Le Nicaragua connaît de fortes mobilisations contre un projet de réforme de la sécurité sociale conduit par le gouvernement de l’ex-commandant sandiniste Daniel Ortega, à la tête du pays depuis 2007. La violente répression a fait plus de 40 mortEs, des blesséEs, des détenuEs et des disparuEs, confirmant ainsi dramatiquement l’autoritarisme du clan « orteguiste ». Nous avons posé trois questions à Lisa T., sociologue, journaliste, membre de France Amérique latine, sur un pays qu’elle parcourt depuis plusieurs années.
Peux-tu revenir sur les raisons de la révolte populaire des dernières semaines et les acteurs mobilisés assez divers qui la composent ?
Il faut distinguer les éléments déclencheurs et les causes profondes (structurelles) de la révolte. L’annonce de la réforme de la sécurité sociale est venue se superposer au gigantesque incendie qui, deux semaines plus tôt, avait détruit une partie importante de la réserve Indio Maíz dans le sud du pays. Cette région, proche du tracé du mégaprojet d’un canal interocéanique, et même potentiellement incluse en son sein, est le théâtre de nombreux conflits, car indépendamment de son hypothétique réalisation, elle est convoitée par des entreprises (notamment de monocultures). La population locale, composée principalement de petits et moyens producteurEs, est farouchement rétive à un retour au salariat que préfigure l’arrivée de projets agro-exportateurs. Les protestations des groupes (plutôt urbains et juvéniles, sensibilisés aux thématiques environnementales) contre l’inefficacité du gouvernement à juguler l’incendie ont été traitées par le mépris et la menace, exercée systématiquement par les troupes de choc organisées au sein des Jeunesses sandinistes (JS) envers les manifestantEs (si peu nombreux soient-ils). L’agression violente contre un groupe de retraitéEs (soutenus par des étudiantEs) le 18 avril dernier a mis le feu aux poudres, reléguant au second plan la dimension sociale des protestations concernant la baisse des retraites (5 %). Selon un ami économiste, les lieux où l’indignation a été la plus forte correspondent à ceux qui ont été en première ligne lors de l’insurrection sandiniste contre la dictature somoziste en 1979. Ce constat renvoie, au-delà de toute interprétation idéologique, à ce que les gens perçoivent comme une intromission abusive et intolérable du pouvoir dans tous leurs espaces (contrôle social au travail, dans les quartiers, omniprésence dans les médias, etc.).

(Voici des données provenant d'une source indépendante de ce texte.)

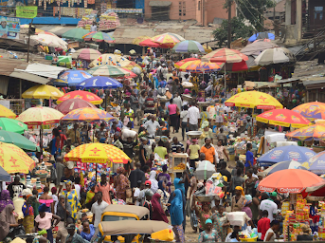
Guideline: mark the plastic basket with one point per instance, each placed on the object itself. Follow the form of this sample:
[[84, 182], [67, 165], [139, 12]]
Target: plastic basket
[[248, 239]]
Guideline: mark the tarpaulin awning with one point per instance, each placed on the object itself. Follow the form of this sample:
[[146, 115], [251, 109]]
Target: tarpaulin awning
[[43, 70], [160, 3]]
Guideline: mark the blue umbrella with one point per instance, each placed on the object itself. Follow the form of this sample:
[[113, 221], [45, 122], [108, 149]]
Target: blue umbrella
[[100, 82], [261, 35], [317, 164], [283, 166], [72, 77], [286, 153], [4, 176]]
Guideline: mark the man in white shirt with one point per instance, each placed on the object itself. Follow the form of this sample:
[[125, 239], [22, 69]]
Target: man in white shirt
[[93, 27], [193, 117], [98, 208], [269, 205], [151, 126]]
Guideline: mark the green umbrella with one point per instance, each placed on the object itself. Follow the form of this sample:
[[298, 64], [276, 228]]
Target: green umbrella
[[107, 70], [18, 140], [75, 34], [12, 125]]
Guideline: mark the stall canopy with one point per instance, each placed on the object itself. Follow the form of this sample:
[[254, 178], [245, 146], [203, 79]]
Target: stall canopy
[[42, 70]]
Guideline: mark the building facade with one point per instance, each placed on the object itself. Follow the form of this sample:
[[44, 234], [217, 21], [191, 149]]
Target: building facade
[[203, 11]]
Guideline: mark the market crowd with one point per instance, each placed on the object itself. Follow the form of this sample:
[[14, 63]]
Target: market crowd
[[160, 108]]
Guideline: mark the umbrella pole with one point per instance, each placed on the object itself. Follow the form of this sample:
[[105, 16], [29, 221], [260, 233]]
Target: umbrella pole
[[225, 77]]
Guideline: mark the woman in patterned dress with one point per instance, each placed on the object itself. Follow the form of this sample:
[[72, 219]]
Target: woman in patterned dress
[[177, 216], [72, 198], [121, 183], [209, 234], [218, 225]]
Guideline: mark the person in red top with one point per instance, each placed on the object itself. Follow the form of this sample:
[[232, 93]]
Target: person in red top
[[263, 224]]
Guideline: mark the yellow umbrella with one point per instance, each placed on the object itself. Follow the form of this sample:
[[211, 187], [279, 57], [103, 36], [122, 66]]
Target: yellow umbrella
[[40, 116], [97, 153], [254, 99], [207, 48], [139, 39], [5, 112], [14, 159], [42, 92]]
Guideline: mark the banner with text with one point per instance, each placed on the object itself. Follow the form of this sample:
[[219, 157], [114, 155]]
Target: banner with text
[[9, 27], [28, 12]]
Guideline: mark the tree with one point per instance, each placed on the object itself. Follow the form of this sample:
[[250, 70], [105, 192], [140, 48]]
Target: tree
[[253, 11], [238, 29]]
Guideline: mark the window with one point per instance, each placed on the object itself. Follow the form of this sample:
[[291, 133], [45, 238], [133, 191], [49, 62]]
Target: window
[[180, 9], [318, 12], [184, 9]]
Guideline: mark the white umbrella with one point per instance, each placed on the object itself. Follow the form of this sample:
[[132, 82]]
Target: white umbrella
[[275, 56], [50, 40], [205, 170]]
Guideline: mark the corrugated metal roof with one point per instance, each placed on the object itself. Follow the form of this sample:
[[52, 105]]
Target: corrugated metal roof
[[125, 34]]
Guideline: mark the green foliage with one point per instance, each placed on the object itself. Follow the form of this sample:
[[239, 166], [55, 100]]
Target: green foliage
[[253, 11], [238, 29]]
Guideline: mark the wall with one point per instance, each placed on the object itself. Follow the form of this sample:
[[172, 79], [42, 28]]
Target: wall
[[194, 10], [317, 19]]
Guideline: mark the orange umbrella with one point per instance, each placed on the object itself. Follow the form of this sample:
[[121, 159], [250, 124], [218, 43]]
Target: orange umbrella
[[84, 95], [290, 180]]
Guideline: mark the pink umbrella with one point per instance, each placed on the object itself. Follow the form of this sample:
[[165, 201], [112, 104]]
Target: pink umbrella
[[68, 105]]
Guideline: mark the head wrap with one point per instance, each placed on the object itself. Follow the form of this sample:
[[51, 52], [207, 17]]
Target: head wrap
[[120, 170], [208, 221], [239, 188], [42, 208]]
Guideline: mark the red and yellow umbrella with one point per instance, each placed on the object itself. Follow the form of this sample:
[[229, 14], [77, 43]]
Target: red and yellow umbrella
[[40, 116], [289, 181], [225, 55], [5, 112], [312, 110], [313, 132], [84, 95], [14, 159], [254, 99], [97, 153], [167, 39], [284, 118], [87, 114], [180, 63], [200, 67]]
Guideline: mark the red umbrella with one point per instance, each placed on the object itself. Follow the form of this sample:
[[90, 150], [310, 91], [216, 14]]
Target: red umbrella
[[68, 105], [290, 180], [180, 63], [149, 43]]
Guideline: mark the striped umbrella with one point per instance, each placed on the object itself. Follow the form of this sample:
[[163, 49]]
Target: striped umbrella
[[282, 166], [107, 70], [149, 43], [200, 67], [87, 114], [225, 55], [136, 41], [98, 36], [75, 34], [169, 39], [188, 46], [275, 56]]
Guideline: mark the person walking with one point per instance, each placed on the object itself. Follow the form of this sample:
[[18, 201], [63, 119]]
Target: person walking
[[98, 208], [193, 118]]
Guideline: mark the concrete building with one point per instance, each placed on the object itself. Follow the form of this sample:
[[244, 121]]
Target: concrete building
[[203, 11]]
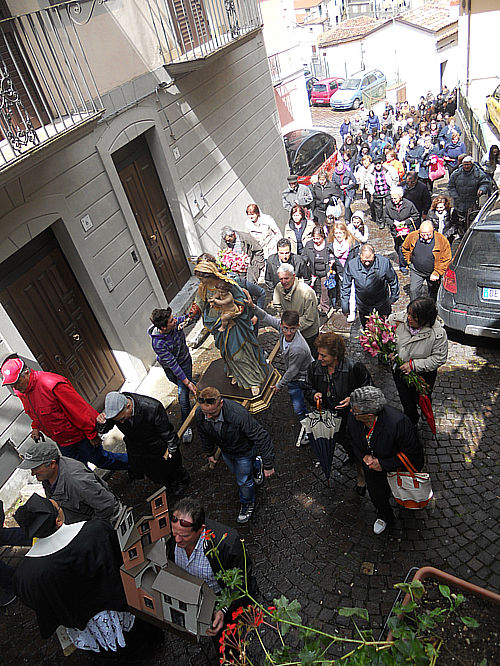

CertainEs à gauche continuent à soutenir ce régime autoritaire et mafieux en insistant sur sa forte légitimité dans les urnes, sur son « anti-impérialisme » supposé et sur son bilan social : qu’en dis-tu ?
Le bilan social a reposé sur des politiques clientélistes (copiées sur le PRI au Mexique) envers les plus défavoriséEs. La tentative, par ailleurs louable, d’intégrer des membres de gangs (notamment à travers la formation de coopératives) s’est faite sur la base du -donnant-donnant. Lorsque la manne des pétrodollars vénézuéliens s’est tarie, la politique de la carotte s’est enrayée, n’offrant plus que le recours au bâton manié par la police et par ceux qui doivent tout au pouvoir en place (les fameuses « troupes » de choc). À l’autre bout de la chaîne, l’alliance avec le patronat a été scellée dès 2007. La paix sociale a été imposée aux syndicats par un constant chantage à l’emploi. Cela dit, l’union sacrée avec le patronat était vouée à la rupture dès lors que ce dernier a estimé qu’il en résulterait plus d’inconvénients que d’avantages. L’augmentation des cotisations sociales patronales prévues par la réforme actuelle a été le prétexte pour abandonner un navire qui prenait l’eau.
Existe-t-il des alternatives politiques et/ou sociales anticapitalistes ?
Le mouvement étudiant autoconvoqué rejette tous les partis, y compris la gauche, notamment réformiste qui s’est discréditée en s’alliant à la droite par le passé. Actuellement seul le Conseil supérieur de l’entreprise privée (Cosep) continue d’appeler à un dialogue que les manifestants ne veulent plus. On voit revenir sur le devant de la scène des cadres historiques sandinistes écartés du pouvoir par la vice-présidente, Rosario Murillo. Dans ce contexte, toutes les récupérations sont possibles, mais pas inéluctables. Ceux qui, ici, persistent à défendre la thèse « géostratégique » d’une offensive impérialiste contre un gouvernement « progressiste » se font les fossoyeurs des forces réellement à gauche qui, depuis des années, alertent sur les dérives du régime.